For student-athletes at BYU, there’s an added dimension that sets them apart from most other universities.
BYU is affiliated with The Church of Jesus Christ of Latter-Day Saints and young adults in this faith have the opportunity to be assigned to serve an 18-month to two-year mission where they teach others about the Gospel of Jesus Christ.
For athletes, stepping away from their sport for two years can seem daunting. Skills can fade, conditioning slips, and the competitive landscape changes. Yet for many, the mission experience is transformative. It is a sacrifice they describe not as a setback, but as a defining chapter of their lives.

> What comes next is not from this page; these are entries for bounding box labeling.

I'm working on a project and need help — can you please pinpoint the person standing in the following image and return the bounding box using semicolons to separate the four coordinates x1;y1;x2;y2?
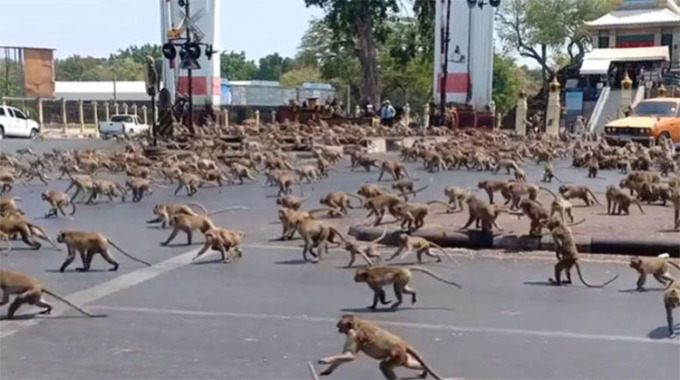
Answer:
380;100;397;127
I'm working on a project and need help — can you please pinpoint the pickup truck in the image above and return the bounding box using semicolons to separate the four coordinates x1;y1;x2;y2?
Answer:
0;105;40;139
99;115;149;137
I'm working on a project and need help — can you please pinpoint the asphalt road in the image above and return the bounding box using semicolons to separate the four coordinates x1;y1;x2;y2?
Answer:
0;140;680;380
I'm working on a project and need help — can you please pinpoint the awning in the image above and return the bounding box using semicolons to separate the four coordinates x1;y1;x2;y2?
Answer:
581;59;612;75
581;46;670;75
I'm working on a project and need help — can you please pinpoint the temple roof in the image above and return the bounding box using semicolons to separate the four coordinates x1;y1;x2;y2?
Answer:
586;8;680;28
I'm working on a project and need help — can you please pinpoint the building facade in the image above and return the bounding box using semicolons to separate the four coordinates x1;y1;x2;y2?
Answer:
586;0;680;71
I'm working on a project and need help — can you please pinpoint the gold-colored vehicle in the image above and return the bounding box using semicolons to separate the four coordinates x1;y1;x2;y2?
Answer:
604;98;680;146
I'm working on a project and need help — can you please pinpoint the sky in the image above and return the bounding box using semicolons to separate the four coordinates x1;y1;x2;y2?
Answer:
0;0;323;60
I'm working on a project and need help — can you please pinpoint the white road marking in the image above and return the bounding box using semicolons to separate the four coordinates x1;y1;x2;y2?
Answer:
90;305;680;346
0;248;200;339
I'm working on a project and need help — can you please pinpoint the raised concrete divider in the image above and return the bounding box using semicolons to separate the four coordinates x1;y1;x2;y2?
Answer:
349;225;680;258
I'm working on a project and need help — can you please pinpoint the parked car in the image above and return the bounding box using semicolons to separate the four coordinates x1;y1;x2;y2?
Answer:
604;98;680;146
0;105;40;139
99;115;149;137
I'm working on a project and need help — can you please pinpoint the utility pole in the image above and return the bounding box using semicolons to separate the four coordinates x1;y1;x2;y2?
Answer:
184;0;195;133
439;0;451;126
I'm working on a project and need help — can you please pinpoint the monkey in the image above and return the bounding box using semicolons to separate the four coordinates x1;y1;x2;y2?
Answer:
191;227;245;263
542;218;619;288
364;194;402;227
319;191;364;216
295;218;341;263
41;190;76;218
493;159;520;174
276;193;312;211
0;217;61;251
161;206;247;246
605;185;645;215
588;157;600;178
544;188;574;223
319;314;443;380
557;185;600;206
663;281;680;338
629;253;680;292
542;162;562;183
378;161;415;182
57;230;151;273
85;179;127;204
392;203;430;232
385;233;455;264
0;269;106;319
174;173;222;197
354;267;462;310
338;229;387;268
477;180;509;204
357;183;387;199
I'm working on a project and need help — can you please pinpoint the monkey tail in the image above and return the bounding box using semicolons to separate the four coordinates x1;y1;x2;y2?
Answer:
187;202;210;215
406;346;444;380
574;262;619;288
106;239;151;267
207;206;248;216
346;193;364;207
586;188;600;203
42;289;106;318
408;267;463;289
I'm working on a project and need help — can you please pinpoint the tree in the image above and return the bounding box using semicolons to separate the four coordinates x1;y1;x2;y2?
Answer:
305;0;399;107
279;66;321;87
254;53;293;81
220;51;257;80
497;0;611;88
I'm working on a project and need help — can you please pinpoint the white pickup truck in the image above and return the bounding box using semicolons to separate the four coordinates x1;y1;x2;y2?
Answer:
0;105;40;139
99;115;149;136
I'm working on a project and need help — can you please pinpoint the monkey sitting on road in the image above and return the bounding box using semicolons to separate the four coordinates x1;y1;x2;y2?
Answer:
57;231;151;272
0;269;106;319
663;280;680;338
541;218;619;288
385;233;456;264
629;253;680;292
41;190;76;218
354;267;462;310
191;227;245;263
319;314;443;380
338;229;387;268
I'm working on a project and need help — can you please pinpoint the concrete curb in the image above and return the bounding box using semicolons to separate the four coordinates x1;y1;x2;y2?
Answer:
349;226;680;258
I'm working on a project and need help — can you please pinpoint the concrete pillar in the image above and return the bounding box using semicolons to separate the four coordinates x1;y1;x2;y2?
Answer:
515;90;529;136
92;101;99;138
404;103;411;125
618;71;633;118
78;99;85;134
61;98;68;133
545;76;562;136
423;103;430;128
38;98;45;131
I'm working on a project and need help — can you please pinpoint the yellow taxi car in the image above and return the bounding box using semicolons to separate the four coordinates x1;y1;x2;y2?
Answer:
604;98;680;147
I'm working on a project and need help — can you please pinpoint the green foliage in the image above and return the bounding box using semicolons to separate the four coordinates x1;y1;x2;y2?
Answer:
280;66;321;87
220;51;257;80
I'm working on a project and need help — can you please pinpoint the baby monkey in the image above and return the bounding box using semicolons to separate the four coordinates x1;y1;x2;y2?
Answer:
354;267;462;310
629;253;680;292
319;314;443;380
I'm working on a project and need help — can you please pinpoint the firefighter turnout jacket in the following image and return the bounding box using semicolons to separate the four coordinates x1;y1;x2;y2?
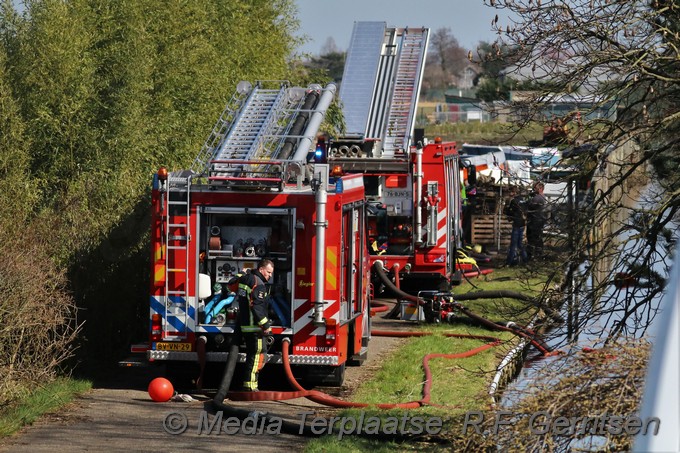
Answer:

“I don't think that a sport can replace that. I don't think that there's anything that can really replace it," said Sophia Callahan, a sophomore on the BYU women's volleyball team. "I think missions are just a once in a lifetime opportunity … I'm so, so grateful that I went for the things that I learned."

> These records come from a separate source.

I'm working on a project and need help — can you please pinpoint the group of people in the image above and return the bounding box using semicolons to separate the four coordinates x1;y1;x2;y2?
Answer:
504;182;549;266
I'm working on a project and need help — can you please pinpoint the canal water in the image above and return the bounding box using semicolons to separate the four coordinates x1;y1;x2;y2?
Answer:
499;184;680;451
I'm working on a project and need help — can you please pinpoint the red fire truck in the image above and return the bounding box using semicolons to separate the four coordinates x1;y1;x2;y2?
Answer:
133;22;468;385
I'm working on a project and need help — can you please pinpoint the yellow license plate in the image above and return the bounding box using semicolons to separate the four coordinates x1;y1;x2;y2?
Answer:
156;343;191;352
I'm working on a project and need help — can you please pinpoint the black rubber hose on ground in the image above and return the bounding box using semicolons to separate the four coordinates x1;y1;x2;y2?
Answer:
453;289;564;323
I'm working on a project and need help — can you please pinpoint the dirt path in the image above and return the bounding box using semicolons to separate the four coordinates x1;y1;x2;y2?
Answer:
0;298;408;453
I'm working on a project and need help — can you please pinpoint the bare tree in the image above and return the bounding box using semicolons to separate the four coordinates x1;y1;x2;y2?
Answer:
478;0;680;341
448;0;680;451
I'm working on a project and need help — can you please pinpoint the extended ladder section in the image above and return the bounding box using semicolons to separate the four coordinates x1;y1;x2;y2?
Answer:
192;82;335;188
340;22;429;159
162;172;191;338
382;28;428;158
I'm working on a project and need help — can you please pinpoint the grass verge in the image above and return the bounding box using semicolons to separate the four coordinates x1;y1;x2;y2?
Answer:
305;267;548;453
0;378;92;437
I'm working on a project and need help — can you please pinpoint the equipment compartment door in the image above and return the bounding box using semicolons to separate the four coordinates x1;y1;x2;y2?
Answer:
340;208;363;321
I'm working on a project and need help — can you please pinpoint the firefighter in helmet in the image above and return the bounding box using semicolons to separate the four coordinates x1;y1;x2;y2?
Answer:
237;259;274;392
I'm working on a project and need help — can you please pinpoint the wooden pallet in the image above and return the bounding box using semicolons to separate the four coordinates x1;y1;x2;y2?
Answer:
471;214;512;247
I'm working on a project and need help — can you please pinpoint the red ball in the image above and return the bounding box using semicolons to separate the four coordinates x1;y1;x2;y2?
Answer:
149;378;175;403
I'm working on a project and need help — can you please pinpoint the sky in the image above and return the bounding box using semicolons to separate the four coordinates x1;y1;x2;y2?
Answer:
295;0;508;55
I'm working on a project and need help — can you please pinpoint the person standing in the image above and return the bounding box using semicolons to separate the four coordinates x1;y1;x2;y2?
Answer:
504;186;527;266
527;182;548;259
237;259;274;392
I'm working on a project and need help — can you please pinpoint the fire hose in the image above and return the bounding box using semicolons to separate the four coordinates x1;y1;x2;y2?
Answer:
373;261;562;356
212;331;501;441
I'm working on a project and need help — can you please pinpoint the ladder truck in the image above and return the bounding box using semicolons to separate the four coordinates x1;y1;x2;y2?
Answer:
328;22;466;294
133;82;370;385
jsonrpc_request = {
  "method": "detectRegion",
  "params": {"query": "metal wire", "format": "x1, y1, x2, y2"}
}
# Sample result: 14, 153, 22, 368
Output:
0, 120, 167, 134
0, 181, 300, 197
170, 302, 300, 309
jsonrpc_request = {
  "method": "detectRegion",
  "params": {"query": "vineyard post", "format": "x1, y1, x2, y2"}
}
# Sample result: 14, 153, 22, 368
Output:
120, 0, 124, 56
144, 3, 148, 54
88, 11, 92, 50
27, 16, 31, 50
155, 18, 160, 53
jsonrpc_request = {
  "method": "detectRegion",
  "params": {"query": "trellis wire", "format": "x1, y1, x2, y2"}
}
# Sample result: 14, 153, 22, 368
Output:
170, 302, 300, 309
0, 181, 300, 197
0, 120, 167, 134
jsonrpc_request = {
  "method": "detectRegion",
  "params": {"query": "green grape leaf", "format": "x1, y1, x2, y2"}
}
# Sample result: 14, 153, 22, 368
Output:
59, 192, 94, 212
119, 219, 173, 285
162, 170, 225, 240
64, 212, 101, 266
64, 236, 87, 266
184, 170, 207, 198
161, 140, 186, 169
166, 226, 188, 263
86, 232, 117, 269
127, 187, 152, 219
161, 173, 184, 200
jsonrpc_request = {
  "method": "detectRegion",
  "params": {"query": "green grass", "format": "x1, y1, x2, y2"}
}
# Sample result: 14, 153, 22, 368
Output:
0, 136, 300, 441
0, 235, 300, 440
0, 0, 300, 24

Callahan explained that her mission helped her reshape how she sees teamwork.
“I think my team works better now, because I feel like I understand that, like, strength comes when you can elevate the people around you," she said. "I feel like the biggest principle of missionary work is to forget yourself and just focus on others, and that's when you see success. And I actually feel like I came to believe that on my mission.”
Her words reflect a broader truth about BYU athletics. Returned missionaries often bring a different kind of maturity and perspective that has its way of rippling through the team.
Coaches frequently note that athletes who have served missions return with a deeper sense of leadership, patience, and resilience. These qualities cannot be measured in stats but often define championship culture.
For Callahan, the mission also offered freedom from the identity she carried since childhood; a volleyball player.
“For my mission, it was kind of freeing in a way, because I had grown up being a volleyball player — like, that was my identity. And then I got to form this new identity, no volleyball, and I loved it," she said.
That shift in learning to see herself as more than an athlete gave her perspective when she returned to the court after two years in Peru. Volleyball was still important, but it no longer defined her entirely. Instead, she carried lessons of service, humility, and spiritual growth back into her athletic life.
Similarly, Heather Gneiting, a standout player in the 2018 season, shared her experience with seeing a new perspective in life.
“I feel like I just changed as a person, and I feel like it did put things in perspective, that maybe volleyball wasn’t the most important thing in my life, which it had been up to that point, and more so that the simple things are super important,” Gneiting said.
The decision to serve a mission is deeply personal, and for some athletes, it comes after wrestling with the tension between athletic opportunity and spiritual calling.
“I think what led to that [decision] was I knew I wanted to grow in a way that was different from what I was experiencing, and I just felt the feelings I needed to go," Gneiting said. "I’ve been learning from a young age to follow promptings and to grow and learn. I was able to leave and go serve a mission and still be able to come back.”
Her words highlight the faith-driven courage it takes to step away from the game. For Gneiting, the mission wasn’t about abandoning volleyball but about trusting that growth in one area of life would strengthen another.
At most universities, athletes rarely pause their careers for two years. At BYU, it’s part of the culture. Men’s teams often feature older athletes who have returned from missions, while women’s teams, though fewer in number, showcase players like Callahan and Gneiting who bring unique maturity and perspective.
The result is a program where faith and athletes intertwine. Success isn’t measured only by wins and losses, but in the ability to balance spiritual commitments with competitive excellence.
For BYU athletes, missions are not interruptions but investments. They return with sharpened character, broader perspective, and a deeper sense of purpose. On the court, that translates to leadership and resilience. Off the court, it shapes lives in ways that last far beyond college athletics.
As Callahan put it, “I don’t think that a sport can replace that.”